Tuesday, August 5, 2014

William T. Vollmann's "Whores for Gloria": Book Review

Appearing in 1991, this short novel conveys some of the stories Vollmann gathered during his time among the San Francisco Tenderloin, pre-gentrification, around Jones St. While a familiar topic for this author, and one which his readers will have learned much about given his many stories set in this milieu, this is his first attempt to make a longer work out of episodes. He alludes in the preface that these are true, as told to him by prostitutes, within the fictional framework, typical of Vollmann's blending in much of his books, between fiction and fact.

The grittiness is there. You see via Jimmy, a Vietnam vet on disability living in a claptrap hotel, the lesions and bruises on those with whom he mingles, and while he's out for sex, he's also in search of the titular Gloria. Almost like a sister to him as they grew up, he longs for her and whether he makes up these stories for an imaginary character or a real woman he's loved and lost, this impels him to keep paying for sex and for stories from those around him.

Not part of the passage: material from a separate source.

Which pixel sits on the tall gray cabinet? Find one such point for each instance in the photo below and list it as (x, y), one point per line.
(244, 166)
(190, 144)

This reminded me of Holden in The Catcher in the Rye, and like that novel, this method Vollmann favors does risk familiarity and sentimentality among the proverbial subjects with hearts of gold. They are tarnished and tawdry here, but Vollmann makes the effort and forces us to take the time to hear their tales from past and present, and we see them as fellow human beings. This intention, the ethical motive underlying his career before and especially since this early novel, keeps him readable even when the material, as here for me, is not what I'd gravitate towards, compared to his historical and political themes in his later books (which I've been slowly reviewing, as this on Amazon 6-1-14).

"The light was very red and warm; the girls were beautiful, and everything was beautiful until later when the girls got anxious and started demanding their tips." That sums up the mood. He and his pal Code Six, also a vet, watch coverage of the past war, with the sound off to block flashbacks for his friend. "The long lean bombs went swimming slowly downward like fish, until they came to the towns and became orange flowers." Not much happens. Jimmy is going downhill, the city draws him down, and everyone's on the make--as the opening vignette with Laredo, who's undercover, introduces efficiently.

His downcast mood permeates this. "He knew life was going to get worse. Maybe stories weren't enough, he thought. But no, they have to be. Stories and hair." He collects both, the latter to make a sort of snipped tribute to the elusive Gloria. This all lacks resolution, and stops suddenly, as if to jar the reader out of a stupor shared by Jimmy and those who surround him. It's a low-key narration, but Vollmann captures the feel of the down and out with his typical mix of detachment and compassion.